Posts: 56
Threads: 23
Joined: Jul 2021
Aug-19-2021, 01:03 PM
(This post was last modified: Jun-24-2022, 10:15 AM by AlphaInc.)
Hello everybody,
With a batch-script I export mutliple text-files to a specific folder where I want to merge them into one.
Therefore I used the type-command in windows cmd which worked fine. But after comparing the files I noticed that the order is wrong. I found out the CMD sorts them differently (file_1,file_10,file_11,file_2,file_3,file_33) instead of how I'm doing it (file_1,file_2,file_3,file_10,file_11,file_33).
Now I would like to use a Python Script do merge them together in the way I would sort them (file_1,file_2,file_3,file_10,file_11,file_33).
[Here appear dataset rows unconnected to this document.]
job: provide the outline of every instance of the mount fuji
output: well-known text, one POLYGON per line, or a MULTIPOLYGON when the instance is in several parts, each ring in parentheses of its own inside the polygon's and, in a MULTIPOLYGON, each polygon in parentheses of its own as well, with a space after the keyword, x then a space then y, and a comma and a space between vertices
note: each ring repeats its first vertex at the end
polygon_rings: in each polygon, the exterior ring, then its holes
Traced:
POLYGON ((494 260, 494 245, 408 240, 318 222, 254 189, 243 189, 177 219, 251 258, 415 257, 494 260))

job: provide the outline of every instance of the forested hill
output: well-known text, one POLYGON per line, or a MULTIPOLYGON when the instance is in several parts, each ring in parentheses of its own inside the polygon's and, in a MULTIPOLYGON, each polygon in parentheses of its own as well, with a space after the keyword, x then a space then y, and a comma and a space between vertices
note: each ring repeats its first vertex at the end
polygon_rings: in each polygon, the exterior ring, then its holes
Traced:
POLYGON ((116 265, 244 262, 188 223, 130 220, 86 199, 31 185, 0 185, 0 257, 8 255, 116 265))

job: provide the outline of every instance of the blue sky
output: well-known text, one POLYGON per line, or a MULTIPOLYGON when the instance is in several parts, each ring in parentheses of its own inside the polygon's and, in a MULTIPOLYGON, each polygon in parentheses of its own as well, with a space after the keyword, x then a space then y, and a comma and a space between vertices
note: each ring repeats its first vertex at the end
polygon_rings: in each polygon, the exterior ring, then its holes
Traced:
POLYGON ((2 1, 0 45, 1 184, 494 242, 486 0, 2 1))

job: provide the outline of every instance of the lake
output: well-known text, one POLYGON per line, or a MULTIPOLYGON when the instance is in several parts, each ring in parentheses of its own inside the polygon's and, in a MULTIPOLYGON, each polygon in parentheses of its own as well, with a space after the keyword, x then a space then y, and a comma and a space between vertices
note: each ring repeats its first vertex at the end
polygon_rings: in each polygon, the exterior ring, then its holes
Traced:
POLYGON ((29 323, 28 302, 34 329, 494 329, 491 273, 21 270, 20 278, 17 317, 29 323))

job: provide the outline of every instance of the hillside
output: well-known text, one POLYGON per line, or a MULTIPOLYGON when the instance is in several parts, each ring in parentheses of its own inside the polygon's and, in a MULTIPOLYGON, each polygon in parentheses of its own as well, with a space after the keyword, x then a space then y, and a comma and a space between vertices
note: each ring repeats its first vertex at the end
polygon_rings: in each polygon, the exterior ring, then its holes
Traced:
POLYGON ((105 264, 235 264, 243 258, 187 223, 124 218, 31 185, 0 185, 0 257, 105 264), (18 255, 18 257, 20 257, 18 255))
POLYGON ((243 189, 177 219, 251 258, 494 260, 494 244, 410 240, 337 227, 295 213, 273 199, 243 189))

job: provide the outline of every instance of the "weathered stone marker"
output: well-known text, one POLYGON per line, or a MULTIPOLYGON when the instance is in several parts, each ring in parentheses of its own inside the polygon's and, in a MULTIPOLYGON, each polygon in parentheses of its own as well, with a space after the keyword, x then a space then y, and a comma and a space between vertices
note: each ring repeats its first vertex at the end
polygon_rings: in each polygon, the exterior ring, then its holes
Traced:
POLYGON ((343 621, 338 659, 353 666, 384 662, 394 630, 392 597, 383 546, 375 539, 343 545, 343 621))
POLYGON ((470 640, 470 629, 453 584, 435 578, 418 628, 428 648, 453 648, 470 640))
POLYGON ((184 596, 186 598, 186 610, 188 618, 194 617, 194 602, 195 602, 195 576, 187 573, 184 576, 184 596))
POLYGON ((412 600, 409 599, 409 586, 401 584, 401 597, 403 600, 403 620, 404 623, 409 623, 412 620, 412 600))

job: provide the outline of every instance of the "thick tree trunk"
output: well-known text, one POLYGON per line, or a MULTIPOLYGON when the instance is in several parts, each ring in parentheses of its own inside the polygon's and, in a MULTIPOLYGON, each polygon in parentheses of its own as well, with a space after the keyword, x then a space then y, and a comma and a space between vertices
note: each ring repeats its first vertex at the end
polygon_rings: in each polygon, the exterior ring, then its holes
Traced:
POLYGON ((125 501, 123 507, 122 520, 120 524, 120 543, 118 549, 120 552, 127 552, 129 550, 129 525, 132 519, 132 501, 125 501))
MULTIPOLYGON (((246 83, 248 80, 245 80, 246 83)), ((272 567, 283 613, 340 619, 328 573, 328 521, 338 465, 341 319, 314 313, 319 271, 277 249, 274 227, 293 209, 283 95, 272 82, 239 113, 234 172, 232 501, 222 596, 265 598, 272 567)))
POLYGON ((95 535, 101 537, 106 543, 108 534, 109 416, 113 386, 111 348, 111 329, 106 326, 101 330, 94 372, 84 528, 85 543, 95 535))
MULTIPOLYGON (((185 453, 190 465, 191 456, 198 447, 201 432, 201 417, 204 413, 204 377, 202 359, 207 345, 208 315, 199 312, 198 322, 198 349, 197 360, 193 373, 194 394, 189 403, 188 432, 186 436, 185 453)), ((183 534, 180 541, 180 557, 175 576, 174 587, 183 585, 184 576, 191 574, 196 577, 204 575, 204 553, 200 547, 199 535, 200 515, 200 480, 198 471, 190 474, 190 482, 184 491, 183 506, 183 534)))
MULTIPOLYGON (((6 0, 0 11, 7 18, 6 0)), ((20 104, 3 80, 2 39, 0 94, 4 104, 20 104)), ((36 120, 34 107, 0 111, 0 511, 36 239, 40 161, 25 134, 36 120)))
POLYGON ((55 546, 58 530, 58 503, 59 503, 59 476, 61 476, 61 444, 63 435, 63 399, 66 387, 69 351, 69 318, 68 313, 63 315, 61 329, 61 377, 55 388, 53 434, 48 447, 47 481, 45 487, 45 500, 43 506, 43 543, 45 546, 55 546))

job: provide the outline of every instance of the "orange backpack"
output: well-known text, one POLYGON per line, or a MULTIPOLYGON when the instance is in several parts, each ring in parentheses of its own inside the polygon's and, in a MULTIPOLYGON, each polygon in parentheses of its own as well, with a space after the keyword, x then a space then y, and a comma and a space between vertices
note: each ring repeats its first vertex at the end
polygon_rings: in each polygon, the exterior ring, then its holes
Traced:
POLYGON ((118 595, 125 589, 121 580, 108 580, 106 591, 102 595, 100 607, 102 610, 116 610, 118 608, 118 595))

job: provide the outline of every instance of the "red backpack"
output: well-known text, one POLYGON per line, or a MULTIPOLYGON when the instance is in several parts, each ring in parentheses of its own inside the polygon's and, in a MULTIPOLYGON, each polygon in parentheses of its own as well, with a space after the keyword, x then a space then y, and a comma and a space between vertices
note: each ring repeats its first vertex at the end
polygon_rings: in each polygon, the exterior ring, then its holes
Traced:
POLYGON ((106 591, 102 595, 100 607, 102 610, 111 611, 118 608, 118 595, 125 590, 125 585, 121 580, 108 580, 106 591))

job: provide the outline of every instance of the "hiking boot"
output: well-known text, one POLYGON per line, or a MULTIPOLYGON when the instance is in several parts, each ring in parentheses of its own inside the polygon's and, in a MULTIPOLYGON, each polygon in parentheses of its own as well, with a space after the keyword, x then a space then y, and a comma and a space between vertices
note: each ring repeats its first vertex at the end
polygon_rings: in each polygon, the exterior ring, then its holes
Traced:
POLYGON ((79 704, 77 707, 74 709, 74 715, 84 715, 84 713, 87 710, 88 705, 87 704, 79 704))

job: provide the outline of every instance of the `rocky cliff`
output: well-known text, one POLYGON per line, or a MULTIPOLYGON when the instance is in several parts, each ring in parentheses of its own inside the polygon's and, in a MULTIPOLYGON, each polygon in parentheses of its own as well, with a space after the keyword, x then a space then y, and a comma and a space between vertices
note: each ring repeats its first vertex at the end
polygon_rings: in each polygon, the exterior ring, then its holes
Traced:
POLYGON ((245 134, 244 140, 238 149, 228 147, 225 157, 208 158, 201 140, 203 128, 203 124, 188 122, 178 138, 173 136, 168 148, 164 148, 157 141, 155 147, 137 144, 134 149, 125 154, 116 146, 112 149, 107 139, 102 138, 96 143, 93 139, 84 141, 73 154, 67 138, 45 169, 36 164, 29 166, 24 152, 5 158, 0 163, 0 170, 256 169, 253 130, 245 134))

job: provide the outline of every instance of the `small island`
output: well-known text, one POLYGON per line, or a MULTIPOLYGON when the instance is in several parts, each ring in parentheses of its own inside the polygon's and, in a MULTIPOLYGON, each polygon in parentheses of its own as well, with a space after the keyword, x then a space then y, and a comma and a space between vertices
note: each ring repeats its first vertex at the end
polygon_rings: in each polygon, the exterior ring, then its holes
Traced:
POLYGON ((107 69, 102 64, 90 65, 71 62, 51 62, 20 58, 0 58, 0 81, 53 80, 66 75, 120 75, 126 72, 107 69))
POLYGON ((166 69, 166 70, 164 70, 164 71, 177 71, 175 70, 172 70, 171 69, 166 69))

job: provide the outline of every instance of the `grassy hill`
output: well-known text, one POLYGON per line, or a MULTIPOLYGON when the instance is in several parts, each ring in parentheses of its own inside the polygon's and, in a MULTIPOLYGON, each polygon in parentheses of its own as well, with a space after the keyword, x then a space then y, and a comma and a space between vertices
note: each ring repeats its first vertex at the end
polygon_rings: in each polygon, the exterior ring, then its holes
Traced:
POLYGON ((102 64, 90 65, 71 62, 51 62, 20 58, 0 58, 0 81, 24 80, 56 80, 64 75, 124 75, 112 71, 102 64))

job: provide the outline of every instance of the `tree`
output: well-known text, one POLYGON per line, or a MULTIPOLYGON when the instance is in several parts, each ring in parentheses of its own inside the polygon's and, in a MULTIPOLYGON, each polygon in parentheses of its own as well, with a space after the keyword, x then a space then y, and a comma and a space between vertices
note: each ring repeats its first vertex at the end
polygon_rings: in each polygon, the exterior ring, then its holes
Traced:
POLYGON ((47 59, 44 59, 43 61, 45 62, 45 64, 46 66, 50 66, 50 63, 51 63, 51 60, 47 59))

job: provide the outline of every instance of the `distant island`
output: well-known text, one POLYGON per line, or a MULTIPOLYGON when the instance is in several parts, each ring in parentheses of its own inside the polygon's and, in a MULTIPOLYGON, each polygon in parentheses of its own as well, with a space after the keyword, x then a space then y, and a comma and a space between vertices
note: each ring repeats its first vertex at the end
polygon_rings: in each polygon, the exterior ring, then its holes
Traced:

This is what I have so far but I don't know how to go on:
#!/usr/bin/env python3
import os
import re
folder_path = "../Outputs/"
for root, dirs, files in os.walk(folder_path, topdown = False):
for name in files:
if name.endswith(".txt"):
file_name = os.path.join(root, name) Edit: All my files start with string "file_" and an ongoing number. It differs how many files there will be after I exported them so I can't set it up manually.
Posts: 4,802
Threads: 77
Joined: Jan 2018
Why are you calling os.walk() if you want to merge the files only in one folder?
Posts: 2,128
Threads: 11
Joined: May 2017
#!/usr/bin/env python3
from pathlib import Path
def sort_by_int(path):
# Path has the stem attribute, which is
# the filename without the last extension
# to sort the paths by integer, you
# need to get the integer part of the str
# and convert it to an integer
# the _ is the character where you can split
# maxsplit=1 does only split once,
# so you get two elements back
# if the _ is missing, split will raise an Exception
return int(path.stem.split("_", maxsplit=1)[1])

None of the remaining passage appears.